China: Verschuldung bleibt kurzfristig größtes Risiko
Für uns bleibt es dabei, dass die Hauptrisiken in den Entwicklungsländern von China ausgehen, nicht
zuletzt weil die Märkte hier möglicherweise zu optimistisch agieren. Die Konjunkturabschwächung stellt
eine langfristige Herausforderung dar, aber auf kurze Sicht sind vor allem die steigenden
Finanzierungskosten der überschuldeten chinesischen Unternehmen beunruhigend. Die Schulden der
wichtigsten chinesischen Finanzinstitute sind so hoch, dass ein Eingriff der chinesischen Regierung
denkbar ist. Selbst wenn dies so kommen sollte, macht das aber nicht die mangelnde Transparenz in
Bezug auf notleidende Kredite in den Bilanzen der chinesischen Banken wett. Wir halten folglich an
unserer Überzeugung fest, jene asiatischen Währungen unterzugewichten, die den Markt- oder
konjunkturellen Turbulenzen in China am stärksten ausgesetzt sind. Hierzu zählen etwa der Taiwan-,
Singapur- und Hongkong-Dollar.
Die Schwellenländerwährungen feiern nach vier turbulenten Jahren ein Comeback und bieten einige der
besten Chancen auf den heutigen Märkten.
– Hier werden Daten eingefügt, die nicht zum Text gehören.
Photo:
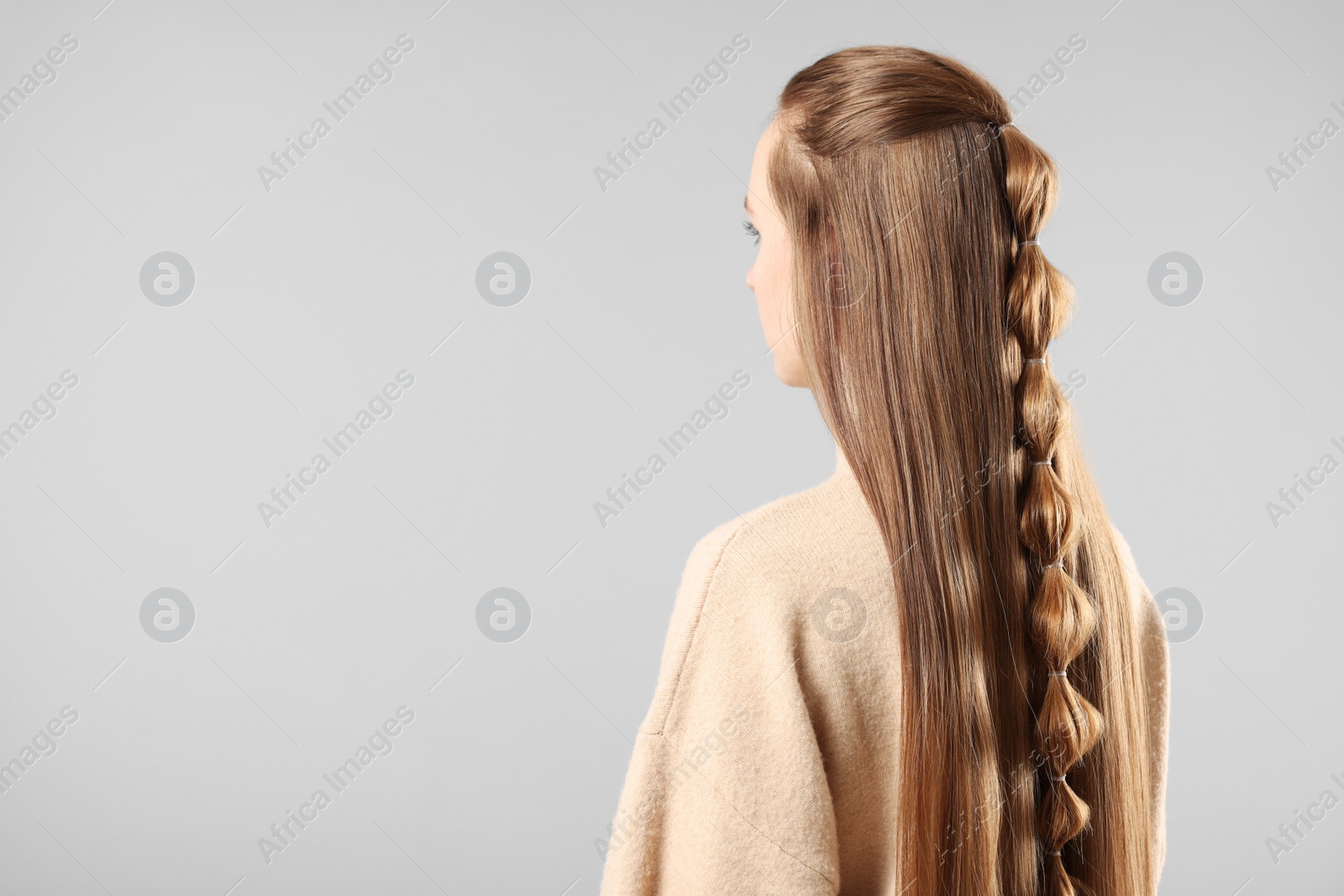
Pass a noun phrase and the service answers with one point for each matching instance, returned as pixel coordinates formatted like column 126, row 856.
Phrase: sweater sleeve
column 726, row 792
column 1152, row 637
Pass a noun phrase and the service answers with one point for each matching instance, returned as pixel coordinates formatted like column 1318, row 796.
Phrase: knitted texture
column 768, row 759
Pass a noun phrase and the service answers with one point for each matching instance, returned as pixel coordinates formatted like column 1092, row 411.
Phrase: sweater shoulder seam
column 685, row 651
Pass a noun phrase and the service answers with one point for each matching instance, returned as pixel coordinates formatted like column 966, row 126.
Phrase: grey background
column 360, row 600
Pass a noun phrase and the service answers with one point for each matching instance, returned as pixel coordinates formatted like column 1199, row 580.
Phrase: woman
column 937, row 672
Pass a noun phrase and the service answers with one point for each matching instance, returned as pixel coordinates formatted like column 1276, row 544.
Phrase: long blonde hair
column 920, row 305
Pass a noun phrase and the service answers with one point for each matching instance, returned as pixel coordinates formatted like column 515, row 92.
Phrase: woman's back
column 769, row 758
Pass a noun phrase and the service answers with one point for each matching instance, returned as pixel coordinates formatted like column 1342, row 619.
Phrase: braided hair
column 1062, row 617
column 927, row 356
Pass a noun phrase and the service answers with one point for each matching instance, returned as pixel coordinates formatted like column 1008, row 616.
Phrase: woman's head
column 897, row 281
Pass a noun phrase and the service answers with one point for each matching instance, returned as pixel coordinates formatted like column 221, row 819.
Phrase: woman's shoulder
column 750, row 593
column 793, row 543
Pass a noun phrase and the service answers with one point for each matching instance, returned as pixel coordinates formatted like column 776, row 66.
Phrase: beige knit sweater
column 768, row 761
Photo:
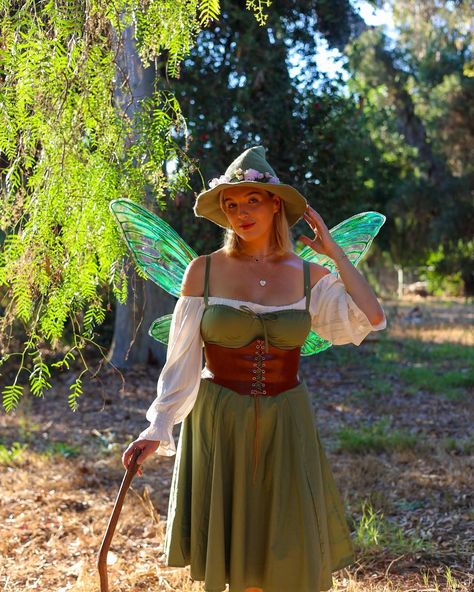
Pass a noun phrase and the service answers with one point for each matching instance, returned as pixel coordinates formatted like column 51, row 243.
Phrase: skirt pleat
column 284, row 532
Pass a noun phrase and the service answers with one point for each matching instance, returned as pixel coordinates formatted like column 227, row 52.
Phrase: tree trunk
column 146, row 301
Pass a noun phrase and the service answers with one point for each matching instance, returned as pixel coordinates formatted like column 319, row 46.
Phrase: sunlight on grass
column 12, row 455
column 374, row 533
column 376, row 437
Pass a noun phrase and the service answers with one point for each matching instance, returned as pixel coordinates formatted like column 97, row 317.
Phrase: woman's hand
column 323, row 242
column 146, row 446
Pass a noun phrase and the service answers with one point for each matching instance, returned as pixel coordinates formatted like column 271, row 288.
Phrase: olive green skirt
column 281, row 528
In Teilen der Entwicklungsländer haben wir es mit einer
seltenen Kombination aus Value und sich verbessernden Fundamentaldaten zu tun, wobei die
Währungen im Vergleich zu den Schulden nach wie vor unterbewertet sind. Im Gegensatz zur
allgemeinen Auffassung denken wir, dass die Schwellenländer den Epizentren der heutigen politischen
Risiken eher weniger ausgesetzt sind als zum Beispiel die meisten Industrieländer. Kurz gesagt
bevorzugen wir Märkte, die unserer Meinung nach vom Wachstum in Europa und den USA profitieren
können, ohne in deren politischen Problemen unterzugehen.
Politisches Risiko ist nach wie vor vorhanden
Das heißt nicht, dass das politische Risiko aus den Schwellenländern verschwunden ist. Man denke nur
an die Volatilitätssprünge des südafrikanischen Rands nach der Amtsenthebung des Finanzministers
oder die Reaktion der türkischen Lira auf den Sieg von Präsident Erdoğan beim umstrittenen
Verfassungsreferendum. Es handelt sich hierbei aber um konkrete Einzelfälle, die weniger Potenzial
haben, auf andere Bereiche überzugreifen.